Thema:
Ist beim Spiegel aber schon lange Realität flat
Autor: alex (deaktiviert)
Datum:23.12.18 13:29
Antwort auf:Die Verniedlichung der Welt von Rand al'Thor

Siehe Interview mit Giovanni di Lorenzo:

[http://www.spiegel.de/spiegel/fall-claas-relotius-interview-mit-giovanni-di-lorenzo-a-1245065.html]

SPIEGEL: Manche Kollegen, auch bei uns, meinen, die Reportage habe sich zu sehr vom allgemeinen Journalismus wegbewegt in Richtung Literatur. Ist es das, was Sie anfangs mit Deformation meinten?

Di Lorenzo: Auch. Bei einigen Arbeiten, die für den Nannen-Preis eingereicht werden, frage ich mich: Ist das noch Journalismus oder schon ein Roman? Und in Ihrem Haus gibt es ja nicht nur einen Reporter, der gern Romane schreibt.

SPIEGEL: Wo sehen Sie da ein Problem?

Di Lorenzo: Die sprachlichen Standards von Literatur sind anders, die kompositorischen, die dramaturgischen - ein normaler Reporter kommt da nicht mit. Der hat schnell das Gefühl, er schreibt eine wahnsinnig fade Geschichte.

SPIEGEL: Nun kann die Lehre nicht sein, schreibt langweilige Geschichten.

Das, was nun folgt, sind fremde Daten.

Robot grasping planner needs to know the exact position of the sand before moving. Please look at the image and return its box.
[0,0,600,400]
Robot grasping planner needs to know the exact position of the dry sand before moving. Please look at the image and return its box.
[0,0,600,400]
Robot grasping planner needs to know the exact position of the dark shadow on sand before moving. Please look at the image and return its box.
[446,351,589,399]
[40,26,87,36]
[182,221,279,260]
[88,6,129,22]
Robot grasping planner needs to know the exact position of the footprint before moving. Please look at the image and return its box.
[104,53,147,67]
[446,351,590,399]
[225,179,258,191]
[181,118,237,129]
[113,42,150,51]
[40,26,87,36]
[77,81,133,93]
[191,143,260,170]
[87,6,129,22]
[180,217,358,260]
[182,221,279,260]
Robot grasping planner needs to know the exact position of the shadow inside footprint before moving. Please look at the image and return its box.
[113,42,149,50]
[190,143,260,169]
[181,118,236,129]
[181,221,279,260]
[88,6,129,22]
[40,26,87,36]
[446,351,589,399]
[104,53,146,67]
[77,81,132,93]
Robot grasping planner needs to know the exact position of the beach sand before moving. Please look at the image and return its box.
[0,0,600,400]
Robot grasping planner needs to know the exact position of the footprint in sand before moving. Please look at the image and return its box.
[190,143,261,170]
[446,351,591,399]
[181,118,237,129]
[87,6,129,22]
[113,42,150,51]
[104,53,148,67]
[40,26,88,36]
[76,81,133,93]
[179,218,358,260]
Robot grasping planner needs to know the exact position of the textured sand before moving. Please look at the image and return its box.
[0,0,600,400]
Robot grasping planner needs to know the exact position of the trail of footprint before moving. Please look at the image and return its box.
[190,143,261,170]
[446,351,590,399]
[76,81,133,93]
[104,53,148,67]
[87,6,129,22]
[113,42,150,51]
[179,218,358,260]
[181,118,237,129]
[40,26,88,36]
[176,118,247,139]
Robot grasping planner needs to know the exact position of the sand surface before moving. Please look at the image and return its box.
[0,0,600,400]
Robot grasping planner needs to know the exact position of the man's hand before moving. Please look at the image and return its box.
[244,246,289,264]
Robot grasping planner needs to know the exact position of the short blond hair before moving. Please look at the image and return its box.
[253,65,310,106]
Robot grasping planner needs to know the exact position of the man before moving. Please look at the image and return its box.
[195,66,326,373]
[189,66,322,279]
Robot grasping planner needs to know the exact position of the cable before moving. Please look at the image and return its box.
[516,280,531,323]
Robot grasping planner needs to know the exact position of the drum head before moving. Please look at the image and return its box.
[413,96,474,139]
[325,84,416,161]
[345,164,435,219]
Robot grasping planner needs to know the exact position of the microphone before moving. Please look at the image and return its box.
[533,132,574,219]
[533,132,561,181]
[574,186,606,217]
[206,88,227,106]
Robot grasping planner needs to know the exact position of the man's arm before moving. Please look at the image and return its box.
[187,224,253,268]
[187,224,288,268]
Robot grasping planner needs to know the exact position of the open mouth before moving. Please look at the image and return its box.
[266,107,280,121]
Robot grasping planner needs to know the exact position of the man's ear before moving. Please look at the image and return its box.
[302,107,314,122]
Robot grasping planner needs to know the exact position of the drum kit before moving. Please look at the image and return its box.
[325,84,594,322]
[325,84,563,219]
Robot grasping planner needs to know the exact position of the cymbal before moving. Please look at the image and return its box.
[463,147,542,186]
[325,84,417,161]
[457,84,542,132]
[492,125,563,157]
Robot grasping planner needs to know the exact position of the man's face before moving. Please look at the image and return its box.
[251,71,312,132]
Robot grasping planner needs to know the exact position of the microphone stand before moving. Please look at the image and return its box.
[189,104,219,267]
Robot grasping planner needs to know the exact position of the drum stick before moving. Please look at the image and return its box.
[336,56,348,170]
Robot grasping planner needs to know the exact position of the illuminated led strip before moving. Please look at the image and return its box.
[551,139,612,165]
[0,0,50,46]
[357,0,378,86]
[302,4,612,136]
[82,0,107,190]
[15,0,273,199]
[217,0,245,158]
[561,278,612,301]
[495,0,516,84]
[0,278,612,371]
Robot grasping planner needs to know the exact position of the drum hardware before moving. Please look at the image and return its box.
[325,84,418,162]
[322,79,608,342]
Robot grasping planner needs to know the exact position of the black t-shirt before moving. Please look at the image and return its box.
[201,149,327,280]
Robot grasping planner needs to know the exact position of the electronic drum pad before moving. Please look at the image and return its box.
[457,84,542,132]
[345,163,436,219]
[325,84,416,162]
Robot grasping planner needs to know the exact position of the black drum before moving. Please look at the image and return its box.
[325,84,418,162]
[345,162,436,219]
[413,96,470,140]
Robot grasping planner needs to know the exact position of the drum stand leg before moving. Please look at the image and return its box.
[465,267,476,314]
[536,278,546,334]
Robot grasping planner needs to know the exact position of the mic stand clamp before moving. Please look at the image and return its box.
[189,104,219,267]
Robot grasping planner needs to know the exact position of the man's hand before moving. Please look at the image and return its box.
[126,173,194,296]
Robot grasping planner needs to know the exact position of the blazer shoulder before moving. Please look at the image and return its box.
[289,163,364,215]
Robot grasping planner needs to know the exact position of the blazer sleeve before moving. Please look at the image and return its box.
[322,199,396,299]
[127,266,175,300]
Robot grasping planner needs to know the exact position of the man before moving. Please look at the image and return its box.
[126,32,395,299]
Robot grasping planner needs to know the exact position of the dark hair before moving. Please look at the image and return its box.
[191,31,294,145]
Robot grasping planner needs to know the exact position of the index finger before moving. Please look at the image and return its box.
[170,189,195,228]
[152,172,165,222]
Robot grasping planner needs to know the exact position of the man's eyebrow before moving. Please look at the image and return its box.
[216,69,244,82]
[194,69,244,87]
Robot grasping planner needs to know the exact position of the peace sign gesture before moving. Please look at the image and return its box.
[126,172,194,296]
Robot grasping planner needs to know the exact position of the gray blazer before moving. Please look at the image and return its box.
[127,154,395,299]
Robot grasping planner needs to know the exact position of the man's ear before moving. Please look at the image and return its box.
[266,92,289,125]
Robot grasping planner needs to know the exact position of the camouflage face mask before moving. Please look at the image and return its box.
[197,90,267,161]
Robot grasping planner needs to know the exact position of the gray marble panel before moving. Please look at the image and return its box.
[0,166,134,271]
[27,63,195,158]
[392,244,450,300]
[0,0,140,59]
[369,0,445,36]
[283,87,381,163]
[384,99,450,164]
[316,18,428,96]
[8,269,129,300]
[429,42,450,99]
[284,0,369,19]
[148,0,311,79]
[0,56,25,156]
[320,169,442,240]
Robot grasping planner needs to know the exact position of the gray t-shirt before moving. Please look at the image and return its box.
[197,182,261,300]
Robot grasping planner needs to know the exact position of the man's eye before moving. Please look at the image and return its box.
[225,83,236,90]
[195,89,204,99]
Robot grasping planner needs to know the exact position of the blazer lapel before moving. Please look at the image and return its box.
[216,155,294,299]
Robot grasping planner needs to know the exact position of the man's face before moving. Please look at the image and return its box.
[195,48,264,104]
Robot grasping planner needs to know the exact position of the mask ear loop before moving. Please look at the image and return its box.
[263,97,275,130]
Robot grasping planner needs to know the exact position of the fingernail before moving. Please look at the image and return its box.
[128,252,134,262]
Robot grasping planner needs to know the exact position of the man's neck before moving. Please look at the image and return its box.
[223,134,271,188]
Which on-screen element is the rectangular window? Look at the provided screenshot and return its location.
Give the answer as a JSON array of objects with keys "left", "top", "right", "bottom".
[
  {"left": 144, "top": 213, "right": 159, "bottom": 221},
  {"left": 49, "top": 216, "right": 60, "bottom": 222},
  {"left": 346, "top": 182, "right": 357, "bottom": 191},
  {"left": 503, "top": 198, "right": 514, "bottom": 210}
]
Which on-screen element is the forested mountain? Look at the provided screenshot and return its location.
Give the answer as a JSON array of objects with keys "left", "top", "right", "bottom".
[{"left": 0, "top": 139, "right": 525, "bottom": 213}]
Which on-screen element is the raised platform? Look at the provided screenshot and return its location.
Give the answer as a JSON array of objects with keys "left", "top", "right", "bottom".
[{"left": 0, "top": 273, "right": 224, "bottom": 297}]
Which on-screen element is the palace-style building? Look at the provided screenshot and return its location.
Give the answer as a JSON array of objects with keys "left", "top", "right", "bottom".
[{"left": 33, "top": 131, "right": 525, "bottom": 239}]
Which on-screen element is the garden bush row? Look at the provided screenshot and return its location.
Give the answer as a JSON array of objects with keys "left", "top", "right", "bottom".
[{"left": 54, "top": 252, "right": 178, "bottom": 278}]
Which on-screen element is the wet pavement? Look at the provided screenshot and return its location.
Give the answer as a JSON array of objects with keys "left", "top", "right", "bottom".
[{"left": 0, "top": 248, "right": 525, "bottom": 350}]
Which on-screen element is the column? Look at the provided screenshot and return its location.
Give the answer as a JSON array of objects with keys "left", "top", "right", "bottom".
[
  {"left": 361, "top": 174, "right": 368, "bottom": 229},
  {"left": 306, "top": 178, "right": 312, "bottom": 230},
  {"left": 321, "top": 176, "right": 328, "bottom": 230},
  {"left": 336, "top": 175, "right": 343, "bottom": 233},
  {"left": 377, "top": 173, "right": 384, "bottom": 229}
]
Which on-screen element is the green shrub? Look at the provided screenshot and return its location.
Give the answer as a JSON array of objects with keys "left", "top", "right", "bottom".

Di Lorenzo: Natürlich nicht. Das ist der tägliche Kampf, den wir führen: Mittelmäßige und langweilige Geschichten sind und bleiben eine Zumutung! Andererseits gibt es die eine oder andere Reportage, bei der es mittlerweile so ist wie bei der Überzüchtung von Hunden oder Pferden - zu schön, um noch authentisch zu wirken. Bei manchen Stücken bleibt keine Frage offen: Der Reporter ist die allwissende Instanz, die auch die letzten Winkel oder die Regung in der Seele eines Menschen noch herausfindet. Manchmal kommt aber der größte Erkenntnisgewinn nicht aus der Gewissheit, sondern aus dem Zweifel, den ein Journalist äußert.


Für mich ist der Spiegel daher in den letzten Jahren unlesbar geworden, während ich ihn früher jede Woche gekauft habe. Der Leser wird von den eigenen Gedanken entmündigt und ihm wird eine fertig servierte Geschichte auftischt, alles passt so schön zusammen, es wird ihm sogar gesagt wann er sich dann aufregen darf. Das ist aber schon lange im Journalismus üblich. Der Spiegel treibt es nur am weitesten. Und natürlich fällt da dann ein solcher Fall nicht mehr auf.